Le thé peut par contre nous apporter d’intéressants éléments de réflexion car il a de nombreux amateurs dans de nombreux pays. Cette boisson contient des quantités très importantes d’aluminium. On sait que suivant les types de thé la concentration d’aluminium varie de 2 à 6 mg/l., pour Les amateurs de thé buvant 1 à 2 litres par jour, la prise peut être estimée, si l’aluminium est bien disponible, de 2 à 12 mg/l par jour. A partir d’une eau de boisson à 0,1 mg/l, il faut par conséquent boire 20 à 120 litres d’eau par jour pour obtenir des valeurs comparables. Lors d’une étude écotoxicologique que nous avons menée avec des chercheurs français, on a pu apporter la démonstration que l’aluminium, élément dont la toxicité est redoutable dans certaines conditions pour l’homme et le mammifère, pouvait être absorbé sous forme soluble par voie digestive en quantité importante et pendant de longues périodes sans provoquer de lésion des organes. Ainsi était donnée la réponse à une question à l’origine d’une controverse importante qui régnait dans la communauté des neurologues depuis quelques années et dans laquelle certains affirmaient que l’absorption digestive de l’aluminium présent dans les aliments, l’eau de boisson ou certains médicaments pouvait être responsable de certaines encéphalopathies et notamment de la maladie d’Alzheimer alors que d’autres doutaient fortement de la responsabilité de cet élément dans la génèse de cette maladie très fréquente sans toutefois pouvoir en apporter la preuve. L’étude réalisée pour apporter cette démonstration a été considérable, nécessitant l’intoxication d’un nombre important d’animaux d’expérience pendant la durée de plus de 50 semaines et l’analyse par des méthodes sophistiquées des différents organes cibles (rein, coeur, foie, cerveau, moelle osseuse), ce travail expérimental a été complété par l’examen par microscopie analytique de cerveaux humains de malades décédés de maladie d’Alzheimer et de malades décédés d’encéphalopathies en cours de dialyse et ayant montré l’absence d’aluminium chez les premiers et sa présence en forte concentration locale chez les seconds.

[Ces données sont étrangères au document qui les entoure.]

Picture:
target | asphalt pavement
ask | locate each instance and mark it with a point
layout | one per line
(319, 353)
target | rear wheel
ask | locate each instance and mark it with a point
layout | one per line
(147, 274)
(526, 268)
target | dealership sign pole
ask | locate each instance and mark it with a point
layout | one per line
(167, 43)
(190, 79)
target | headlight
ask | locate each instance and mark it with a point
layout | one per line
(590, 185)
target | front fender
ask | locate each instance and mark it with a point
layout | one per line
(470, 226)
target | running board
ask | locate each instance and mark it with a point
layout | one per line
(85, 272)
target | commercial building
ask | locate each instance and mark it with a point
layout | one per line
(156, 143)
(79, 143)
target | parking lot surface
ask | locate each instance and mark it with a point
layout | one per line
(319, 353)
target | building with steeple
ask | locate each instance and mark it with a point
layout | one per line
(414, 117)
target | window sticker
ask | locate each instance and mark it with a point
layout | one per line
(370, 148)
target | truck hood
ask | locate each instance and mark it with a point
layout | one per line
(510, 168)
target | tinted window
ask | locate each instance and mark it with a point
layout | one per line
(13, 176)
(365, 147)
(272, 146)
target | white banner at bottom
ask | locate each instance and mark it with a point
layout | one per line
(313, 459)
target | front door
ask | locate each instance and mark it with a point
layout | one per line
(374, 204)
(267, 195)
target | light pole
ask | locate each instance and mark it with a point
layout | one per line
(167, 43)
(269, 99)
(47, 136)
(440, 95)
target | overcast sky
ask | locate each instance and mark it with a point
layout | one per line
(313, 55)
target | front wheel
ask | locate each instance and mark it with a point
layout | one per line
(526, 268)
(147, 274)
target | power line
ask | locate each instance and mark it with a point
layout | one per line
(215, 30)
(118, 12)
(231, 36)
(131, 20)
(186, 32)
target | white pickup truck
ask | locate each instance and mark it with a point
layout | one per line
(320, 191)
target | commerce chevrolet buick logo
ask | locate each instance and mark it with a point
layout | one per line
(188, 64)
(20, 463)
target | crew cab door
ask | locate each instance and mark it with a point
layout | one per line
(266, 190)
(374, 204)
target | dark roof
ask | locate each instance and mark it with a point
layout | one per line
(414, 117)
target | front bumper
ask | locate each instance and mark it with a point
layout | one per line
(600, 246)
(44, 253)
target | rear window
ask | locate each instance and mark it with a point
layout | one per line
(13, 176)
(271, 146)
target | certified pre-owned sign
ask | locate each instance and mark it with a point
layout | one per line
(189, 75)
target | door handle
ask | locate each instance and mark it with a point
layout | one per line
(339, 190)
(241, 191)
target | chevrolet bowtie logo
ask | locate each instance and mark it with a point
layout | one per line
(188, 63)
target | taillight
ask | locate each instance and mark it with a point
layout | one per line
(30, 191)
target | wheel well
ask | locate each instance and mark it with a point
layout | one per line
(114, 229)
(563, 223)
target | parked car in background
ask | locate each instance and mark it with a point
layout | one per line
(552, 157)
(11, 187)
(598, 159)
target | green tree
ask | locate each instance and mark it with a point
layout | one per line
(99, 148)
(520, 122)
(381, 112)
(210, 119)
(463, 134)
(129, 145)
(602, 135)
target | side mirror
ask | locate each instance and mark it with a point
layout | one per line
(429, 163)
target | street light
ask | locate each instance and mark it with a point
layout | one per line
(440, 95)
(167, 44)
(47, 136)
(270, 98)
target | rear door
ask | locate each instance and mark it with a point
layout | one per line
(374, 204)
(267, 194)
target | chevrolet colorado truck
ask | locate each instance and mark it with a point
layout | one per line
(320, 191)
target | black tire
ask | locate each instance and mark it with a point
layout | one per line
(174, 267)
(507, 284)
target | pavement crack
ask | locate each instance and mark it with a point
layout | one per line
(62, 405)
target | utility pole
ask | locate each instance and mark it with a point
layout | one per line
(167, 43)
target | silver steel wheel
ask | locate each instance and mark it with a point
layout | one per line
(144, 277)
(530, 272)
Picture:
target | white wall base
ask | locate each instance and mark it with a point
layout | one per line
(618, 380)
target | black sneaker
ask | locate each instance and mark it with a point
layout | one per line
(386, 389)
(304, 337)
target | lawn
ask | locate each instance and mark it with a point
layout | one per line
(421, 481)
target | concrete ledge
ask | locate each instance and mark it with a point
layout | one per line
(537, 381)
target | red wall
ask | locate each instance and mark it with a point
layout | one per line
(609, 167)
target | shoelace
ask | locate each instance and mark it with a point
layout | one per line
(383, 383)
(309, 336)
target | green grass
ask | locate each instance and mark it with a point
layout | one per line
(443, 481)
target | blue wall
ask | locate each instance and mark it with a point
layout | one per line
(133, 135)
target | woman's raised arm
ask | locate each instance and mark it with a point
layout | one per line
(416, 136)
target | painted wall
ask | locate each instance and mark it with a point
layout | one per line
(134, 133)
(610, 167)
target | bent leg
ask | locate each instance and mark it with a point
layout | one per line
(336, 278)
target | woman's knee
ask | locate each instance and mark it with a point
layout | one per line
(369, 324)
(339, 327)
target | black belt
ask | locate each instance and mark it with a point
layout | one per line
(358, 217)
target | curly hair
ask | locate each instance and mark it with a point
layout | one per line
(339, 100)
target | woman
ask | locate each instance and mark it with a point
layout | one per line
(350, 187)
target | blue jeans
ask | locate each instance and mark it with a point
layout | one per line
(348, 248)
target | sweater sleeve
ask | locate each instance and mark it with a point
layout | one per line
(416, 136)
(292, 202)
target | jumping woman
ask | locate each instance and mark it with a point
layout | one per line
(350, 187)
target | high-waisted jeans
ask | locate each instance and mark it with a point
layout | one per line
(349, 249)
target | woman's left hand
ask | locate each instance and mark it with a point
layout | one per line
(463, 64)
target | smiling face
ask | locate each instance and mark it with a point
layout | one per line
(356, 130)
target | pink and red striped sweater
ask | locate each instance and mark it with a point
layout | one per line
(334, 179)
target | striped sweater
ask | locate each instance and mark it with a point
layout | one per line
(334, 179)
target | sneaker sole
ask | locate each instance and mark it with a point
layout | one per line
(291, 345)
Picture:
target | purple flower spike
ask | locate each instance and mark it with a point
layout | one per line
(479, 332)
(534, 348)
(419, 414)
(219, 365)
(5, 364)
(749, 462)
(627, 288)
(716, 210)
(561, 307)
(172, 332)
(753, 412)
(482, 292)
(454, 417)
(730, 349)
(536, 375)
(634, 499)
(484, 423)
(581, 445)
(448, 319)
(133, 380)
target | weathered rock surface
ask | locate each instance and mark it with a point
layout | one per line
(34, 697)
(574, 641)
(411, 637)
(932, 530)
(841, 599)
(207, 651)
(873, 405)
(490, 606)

Cette étude a pu montrer en outre quel était le comportement intracellulaire de l’aluminium apportant ainsi à la fois l’explication biologique de la toxicité de cet élément pour certaines cellules cibles lorsqu’il est présent dans le milieu intérieur et son absence de toxicité lorsqu’il était absorbé par voie digestive : Absorbé dans le sang soit directement par expérimentation animale ou après dialyse chez l’homme, l’aluminium est sélectivement concentré sous forme de phosphate insoluble au sein des lysosomes riches en phosphatases acides. Absorbé par voie digestive, cet élément ne pénètre pas dans l’organisme grâce à un mécanisme de défense révélé par ce travail et lié à la présence de lysosomes présents à la partie apicale des cellules du tube digestif. La précipitation sous forme insoluble de l’aluminium à ce niveau s’oppose à sa pénétration dans l’organisme et ces dépôts insolubles sont ensuite éliminés par voie digestive au cours de la desquamation naturelle de ces cellules an apoptose et dont le cycle est de l’ordre de 2 jours. Cette démonstration originale et jamais faite encore pour aucun autre élément a été réalisée chez l’animal d’expérience et chez l’homme sur des biopsies. Les résultats de ce travail de longue durée ont pu apporter des arguments sérieux, contredisant l’hypothèse selon laquelle l’aluminium joue un rôle toxique dans la maladie d’Alzheimer.